# CD ERR 3



## tupacmo (Jul 23, 2005)

I ejected a cd out of the car player and then it just messed up. The cd came out fine, but then it wouldn't take any other cd's in... When I press "eject" it makes a clicking noise, and when I put a cd in it goes half way and again I hear a clicking noise but the cd doesn't go in. The system displayed "CD ERR 3" once and that was all. Everything else works (tape,radio,car itself) I seatched around trying to find out what happened, but got no where. Some help would be greatly appreciated. 
Thank You in advance...
P.S. i read some of the other "cd error" threads... but none of them are quite like this one... or atleast i didn't find it.


----------



## tupacmo (Jul 23, 2005)

oh yeah -- it's a 2002 Maxima GXE


----------



## brianw (Feb 25, 2004)

If the car's still under warranty, get the dealer to look at it.


----------



## 89max2kmax (Jul 11, 2005)

tupacmo said:


> I ejected a cd out of the car player and then it just messed up.

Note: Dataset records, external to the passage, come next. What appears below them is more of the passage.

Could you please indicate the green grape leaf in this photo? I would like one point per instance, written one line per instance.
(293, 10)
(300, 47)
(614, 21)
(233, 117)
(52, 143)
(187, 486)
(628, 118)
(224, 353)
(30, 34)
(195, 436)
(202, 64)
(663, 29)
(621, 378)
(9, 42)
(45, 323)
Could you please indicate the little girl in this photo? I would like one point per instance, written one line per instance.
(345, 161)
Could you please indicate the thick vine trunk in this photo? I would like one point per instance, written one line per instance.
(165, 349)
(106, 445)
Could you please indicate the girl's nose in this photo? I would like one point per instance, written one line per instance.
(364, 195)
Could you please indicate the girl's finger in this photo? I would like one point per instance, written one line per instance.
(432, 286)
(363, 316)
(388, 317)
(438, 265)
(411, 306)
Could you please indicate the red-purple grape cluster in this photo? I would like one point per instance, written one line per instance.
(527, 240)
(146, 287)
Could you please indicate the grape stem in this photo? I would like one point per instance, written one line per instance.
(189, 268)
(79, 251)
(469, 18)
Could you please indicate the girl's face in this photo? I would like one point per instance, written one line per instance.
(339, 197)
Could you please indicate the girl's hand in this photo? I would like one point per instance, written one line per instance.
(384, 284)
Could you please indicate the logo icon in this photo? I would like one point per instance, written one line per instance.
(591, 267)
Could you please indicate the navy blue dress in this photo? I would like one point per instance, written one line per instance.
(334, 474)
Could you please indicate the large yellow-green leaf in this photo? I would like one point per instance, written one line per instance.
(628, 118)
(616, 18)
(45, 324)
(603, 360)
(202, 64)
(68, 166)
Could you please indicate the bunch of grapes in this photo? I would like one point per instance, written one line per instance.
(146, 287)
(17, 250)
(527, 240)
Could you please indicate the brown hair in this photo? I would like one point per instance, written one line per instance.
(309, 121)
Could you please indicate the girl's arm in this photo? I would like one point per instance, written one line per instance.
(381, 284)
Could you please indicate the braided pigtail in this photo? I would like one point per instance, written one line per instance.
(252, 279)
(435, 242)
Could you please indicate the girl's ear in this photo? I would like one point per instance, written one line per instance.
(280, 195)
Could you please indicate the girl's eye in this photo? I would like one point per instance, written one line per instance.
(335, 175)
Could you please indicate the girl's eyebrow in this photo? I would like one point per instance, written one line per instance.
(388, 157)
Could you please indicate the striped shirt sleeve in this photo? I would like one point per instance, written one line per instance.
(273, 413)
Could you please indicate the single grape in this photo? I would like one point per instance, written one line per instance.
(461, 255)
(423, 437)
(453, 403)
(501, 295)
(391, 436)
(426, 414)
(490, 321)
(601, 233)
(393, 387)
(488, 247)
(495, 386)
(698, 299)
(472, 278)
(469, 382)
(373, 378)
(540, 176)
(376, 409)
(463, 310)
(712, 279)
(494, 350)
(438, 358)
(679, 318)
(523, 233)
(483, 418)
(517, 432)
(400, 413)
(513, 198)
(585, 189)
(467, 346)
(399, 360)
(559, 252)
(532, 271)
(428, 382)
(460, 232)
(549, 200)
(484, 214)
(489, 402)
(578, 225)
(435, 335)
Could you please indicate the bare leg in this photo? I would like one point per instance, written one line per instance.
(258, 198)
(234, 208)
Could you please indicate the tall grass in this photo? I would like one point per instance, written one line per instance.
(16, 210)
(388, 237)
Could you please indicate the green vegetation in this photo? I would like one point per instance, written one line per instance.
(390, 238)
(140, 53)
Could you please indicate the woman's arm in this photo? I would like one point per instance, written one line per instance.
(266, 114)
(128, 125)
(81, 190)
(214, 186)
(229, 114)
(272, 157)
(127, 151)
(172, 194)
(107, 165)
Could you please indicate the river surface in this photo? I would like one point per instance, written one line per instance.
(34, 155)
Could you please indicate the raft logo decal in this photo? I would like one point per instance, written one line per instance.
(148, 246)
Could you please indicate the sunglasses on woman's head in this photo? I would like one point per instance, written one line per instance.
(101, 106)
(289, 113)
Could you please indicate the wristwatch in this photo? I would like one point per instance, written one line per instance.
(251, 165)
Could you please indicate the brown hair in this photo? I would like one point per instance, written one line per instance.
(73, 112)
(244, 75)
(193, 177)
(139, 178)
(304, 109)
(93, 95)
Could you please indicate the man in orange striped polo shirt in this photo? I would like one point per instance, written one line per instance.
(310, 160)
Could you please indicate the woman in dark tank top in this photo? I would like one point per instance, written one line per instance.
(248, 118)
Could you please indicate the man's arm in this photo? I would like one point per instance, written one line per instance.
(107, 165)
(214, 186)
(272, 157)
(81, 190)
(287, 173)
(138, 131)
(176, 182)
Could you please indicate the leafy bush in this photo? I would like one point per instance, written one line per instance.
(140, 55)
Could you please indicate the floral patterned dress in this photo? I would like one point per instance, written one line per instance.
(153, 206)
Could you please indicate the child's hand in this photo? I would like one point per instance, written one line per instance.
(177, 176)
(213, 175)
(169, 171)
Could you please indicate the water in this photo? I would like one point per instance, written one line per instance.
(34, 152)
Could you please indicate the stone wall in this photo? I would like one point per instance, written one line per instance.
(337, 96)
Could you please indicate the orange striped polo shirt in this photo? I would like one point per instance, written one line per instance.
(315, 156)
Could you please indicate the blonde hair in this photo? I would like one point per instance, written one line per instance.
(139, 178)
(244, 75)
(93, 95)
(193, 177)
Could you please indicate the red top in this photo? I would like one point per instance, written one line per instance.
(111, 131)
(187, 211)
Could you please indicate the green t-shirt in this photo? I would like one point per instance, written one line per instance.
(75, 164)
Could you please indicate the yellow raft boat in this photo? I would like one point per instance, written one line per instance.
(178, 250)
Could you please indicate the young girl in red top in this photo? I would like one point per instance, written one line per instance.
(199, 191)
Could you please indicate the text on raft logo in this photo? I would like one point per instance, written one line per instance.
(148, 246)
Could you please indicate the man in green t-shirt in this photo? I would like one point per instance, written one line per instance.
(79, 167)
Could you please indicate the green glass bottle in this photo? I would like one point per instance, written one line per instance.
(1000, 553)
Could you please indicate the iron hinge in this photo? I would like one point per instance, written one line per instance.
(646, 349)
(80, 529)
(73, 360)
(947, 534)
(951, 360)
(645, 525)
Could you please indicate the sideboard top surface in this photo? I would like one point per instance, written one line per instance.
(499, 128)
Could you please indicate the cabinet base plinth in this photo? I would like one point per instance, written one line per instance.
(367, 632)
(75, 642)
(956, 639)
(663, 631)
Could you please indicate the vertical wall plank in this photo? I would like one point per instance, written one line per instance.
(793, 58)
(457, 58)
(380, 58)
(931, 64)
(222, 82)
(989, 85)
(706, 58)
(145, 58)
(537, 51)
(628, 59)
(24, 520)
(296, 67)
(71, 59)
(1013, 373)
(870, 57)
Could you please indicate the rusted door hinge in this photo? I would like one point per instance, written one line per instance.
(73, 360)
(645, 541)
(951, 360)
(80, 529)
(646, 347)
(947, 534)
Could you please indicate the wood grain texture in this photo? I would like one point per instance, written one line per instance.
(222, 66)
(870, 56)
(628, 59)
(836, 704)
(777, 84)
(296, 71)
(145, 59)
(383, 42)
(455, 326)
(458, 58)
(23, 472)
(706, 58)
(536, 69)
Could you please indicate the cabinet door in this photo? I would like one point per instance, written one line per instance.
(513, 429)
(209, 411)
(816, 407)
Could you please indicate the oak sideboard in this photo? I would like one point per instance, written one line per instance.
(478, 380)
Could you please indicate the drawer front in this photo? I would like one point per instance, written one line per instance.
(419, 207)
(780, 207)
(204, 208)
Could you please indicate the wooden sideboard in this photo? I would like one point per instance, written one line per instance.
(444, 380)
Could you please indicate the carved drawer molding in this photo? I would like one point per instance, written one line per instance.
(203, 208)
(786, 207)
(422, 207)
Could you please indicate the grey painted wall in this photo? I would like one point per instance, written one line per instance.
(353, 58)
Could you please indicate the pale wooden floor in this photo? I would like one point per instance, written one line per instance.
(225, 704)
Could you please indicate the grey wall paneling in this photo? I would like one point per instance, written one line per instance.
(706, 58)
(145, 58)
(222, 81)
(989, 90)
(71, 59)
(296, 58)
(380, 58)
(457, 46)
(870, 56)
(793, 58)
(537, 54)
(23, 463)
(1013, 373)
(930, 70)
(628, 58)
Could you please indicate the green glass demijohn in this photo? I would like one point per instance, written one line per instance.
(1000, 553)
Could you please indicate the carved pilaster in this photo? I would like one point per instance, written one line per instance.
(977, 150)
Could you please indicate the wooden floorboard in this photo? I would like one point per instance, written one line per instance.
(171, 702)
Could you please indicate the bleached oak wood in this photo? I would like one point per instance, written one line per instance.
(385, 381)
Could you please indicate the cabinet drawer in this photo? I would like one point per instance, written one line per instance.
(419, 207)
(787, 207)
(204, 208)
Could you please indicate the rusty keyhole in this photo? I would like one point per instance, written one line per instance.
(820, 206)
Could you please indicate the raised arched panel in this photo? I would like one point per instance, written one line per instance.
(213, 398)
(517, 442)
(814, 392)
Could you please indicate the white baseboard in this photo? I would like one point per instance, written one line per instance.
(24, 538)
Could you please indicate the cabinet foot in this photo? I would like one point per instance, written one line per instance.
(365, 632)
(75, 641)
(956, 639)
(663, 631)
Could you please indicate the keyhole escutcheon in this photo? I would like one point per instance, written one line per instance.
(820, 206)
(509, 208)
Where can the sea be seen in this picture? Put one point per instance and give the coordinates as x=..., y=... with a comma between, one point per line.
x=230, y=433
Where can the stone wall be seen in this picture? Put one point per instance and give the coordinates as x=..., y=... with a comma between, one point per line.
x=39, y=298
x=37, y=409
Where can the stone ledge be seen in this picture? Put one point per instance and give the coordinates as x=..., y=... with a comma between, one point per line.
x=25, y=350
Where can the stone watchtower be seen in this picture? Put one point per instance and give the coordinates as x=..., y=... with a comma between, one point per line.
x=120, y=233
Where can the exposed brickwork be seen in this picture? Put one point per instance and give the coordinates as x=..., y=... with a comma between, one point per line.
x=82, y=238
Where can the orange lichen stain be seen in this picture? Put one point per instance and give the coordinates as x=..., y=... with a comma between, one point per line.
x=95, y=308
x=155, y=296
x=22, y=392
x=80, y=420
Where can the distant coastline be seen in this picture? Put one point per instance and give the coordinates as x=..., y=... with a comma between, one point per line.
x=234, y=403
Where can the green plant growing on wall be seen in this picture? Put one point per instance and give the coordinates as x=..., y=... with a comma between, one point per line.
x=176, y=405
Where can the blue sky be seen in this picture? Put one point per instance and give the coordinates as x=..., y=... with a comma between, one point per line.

The cd came out fine, but then it wouldn't take any other cd's in... When I press "eject" it makes a clicking noise, and when I put a cd in it goes half way and again I hear a clicking noise but the cd doesn't go in. The system displayed "CD ERR 3" once and that was all. Everything else works (tape,radio,car itself) I seatched around trying to find out what happened, but got no where. Some help would be greatly appreciated.
> Thank You in advance...
> P.S. i read some of the other "cd error" threads... but none of them are quite like this one... or atleast i didn't find it.


try unplugging cable, wait for 2 minutes then put it back again.


----------



## tupacmo (Jul 23, 2005)

89max2kmax said:


> try unplugging cable, wait for 2 minutes then put it back again.


thank you -- will do


----------